Providing this service for clients who do not want their interest in an issue publicly known is an activity that does not need to be reported under the Lobbying Disclosure Act, thus providing an additional layer of confidentiality for our clients.

This service is ideal for companies seeking a competitive advantage by allowing a client's interests to remain confidential…”

If you didn’t hear it the first time, let me repeat some of that for you,

“Providing this service for clients who do not want their interest in an issue publicly known is an activity that does not need to be reported under the Lobbying Disclosure Act, thus providing an additional layer of confidentiality for our clients.”

You have it here on paper.  This firm is telling potential clients, if you don’t want anyone to know what you are asking of federal officials, hire us.  That’s just wrong, but that’s why firms like this don’t want to register.

If somebody on Wall Street is trying to make money off of conversations they have with senators or staff, we should know who they are representing.  It’s just that simple.

Since the passage of my amendment, which would require political intelligence lobbyists to register as lobbyists, I have heard a great deal of “concern” from the lobbying community.

Political intelligence professionals have claimed that they should do their business in secret for several reasons.

First, they’ve said that if they are required to register, they will no longer be able to sell information to their clients because people will not want to hire them.  That makes me wonder, what do they have to hide?

Second, they have said that many of them have large numbers of clients, and it would take them a lot of time to register these large numbers of secret clients.  Again, that makes me think we need more transparency to find out who all these people buying political intelligence are.

Third, they have claimed that it would not address the so-called “20 percent loophole” that allows people who spend less than 20 percent of their time lobbying from having to register as lobbyists.

Well, on this, I have some good news for them.  We don’t make the mistake that caused the 20 percent loophole.

My amendment requires anyone who makes a political intelligence contact to have to register.   No loopholes, no deals, no special treatment – everyone registers.

Finally, I just want to assure people: Journalists won’t need to register.  A constituent looking for information in order to make business decisions won’t have to register.  Only political intelligence brokers, people who seek information so that others can trade securities, would have to register.
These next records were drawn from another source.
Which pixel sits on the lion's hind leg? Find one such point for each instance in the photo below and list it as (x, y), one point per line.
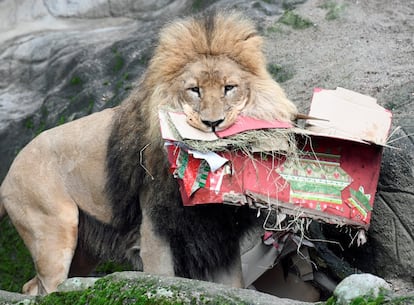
(46, 218)
(51, 240)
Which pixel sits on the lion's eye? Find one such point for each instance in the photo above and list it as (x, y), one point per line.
(228, 88)
(195, 89)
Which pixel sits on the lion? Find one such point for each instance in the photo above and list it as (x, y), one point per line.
(99, 188)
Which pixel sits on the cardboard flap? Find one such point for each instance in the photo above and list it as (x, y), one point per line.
(349, 115)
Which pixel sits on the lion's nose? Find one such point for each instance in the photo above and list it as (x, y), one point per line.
(212, 124)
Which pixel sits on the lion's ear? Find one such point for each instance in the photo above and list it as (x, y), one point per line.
(268, 101)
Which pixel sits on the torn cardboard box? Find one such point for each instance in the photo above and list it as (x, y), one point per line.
(332, 177)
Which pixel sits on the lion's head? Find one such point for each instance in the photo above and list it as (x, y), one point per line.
(213, 69)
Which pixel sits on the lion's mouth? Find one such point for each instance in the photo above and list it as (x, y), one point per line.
(213, 125)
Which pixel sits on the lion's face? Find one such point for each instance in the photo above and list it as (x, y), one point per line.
(213, 91)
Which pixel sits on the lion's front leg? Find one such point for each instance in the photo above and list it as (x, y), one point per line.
(155, 250)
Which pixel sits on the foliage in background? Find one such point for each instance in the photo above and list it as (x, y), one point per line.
(16, 266)
(297, 22)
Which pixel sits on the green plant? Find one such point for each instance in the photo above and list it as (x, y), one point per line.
(334, 9)
(292, 19)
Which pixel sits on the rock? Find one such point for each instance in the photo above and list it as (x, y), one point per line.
(77, 284)
(359, 285)
(185, 291)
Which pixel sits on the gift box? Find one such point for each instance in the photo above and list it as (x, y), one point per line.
(331, 177)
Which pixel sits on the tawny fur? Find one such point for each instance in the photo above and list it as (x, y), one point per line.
(99, 187)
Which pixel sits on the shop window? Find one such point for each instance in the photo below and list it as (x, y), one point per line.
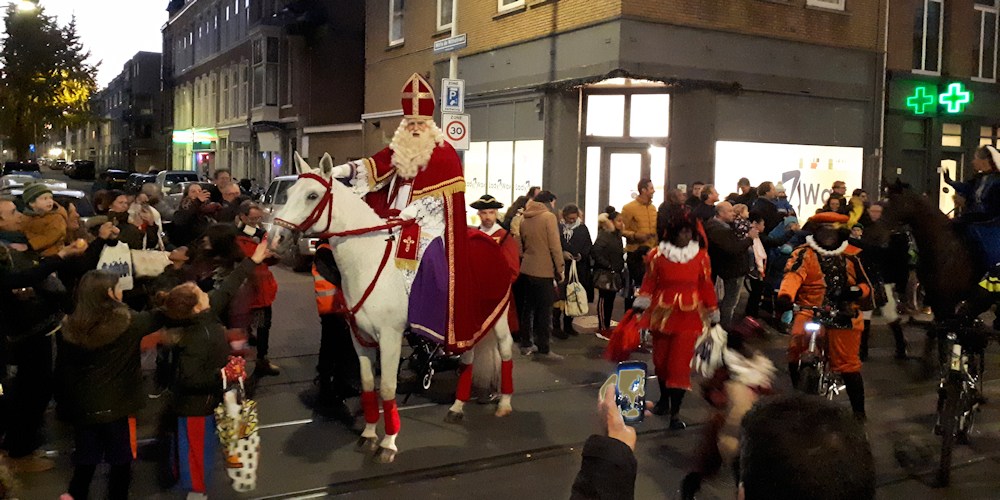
(951, 135)
(986, 51)
(928, 23)
(445, 14)
(396, 22)
(650, 115)
(606, 115)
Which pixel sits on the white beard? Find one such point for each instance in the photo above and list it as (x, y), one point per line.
(411, 154)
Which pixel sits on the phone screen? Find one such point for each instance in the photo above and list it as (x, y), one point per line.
(630, 393)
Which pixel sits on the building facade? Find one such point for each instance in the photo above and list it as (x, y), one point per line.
(126, 132)
(942, 100)
(250, 82)
(585, 98)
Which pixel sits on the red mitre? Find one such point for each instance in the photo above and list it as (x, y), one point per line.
(829, 218)
(418, 99)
As I said before, if people want to trade stocks from what we do here in Congress, we should know who you are.  The American people deserve a little sunlight into this industry.  Last night the House turned away from transparency.  The House supported the status quo.

What we need is a full and open conference process so that Congress, both the House and Senate, can work together and improve this bill.  If not, I worry that we will miss the best opportunity we have had for openness and transparency in years.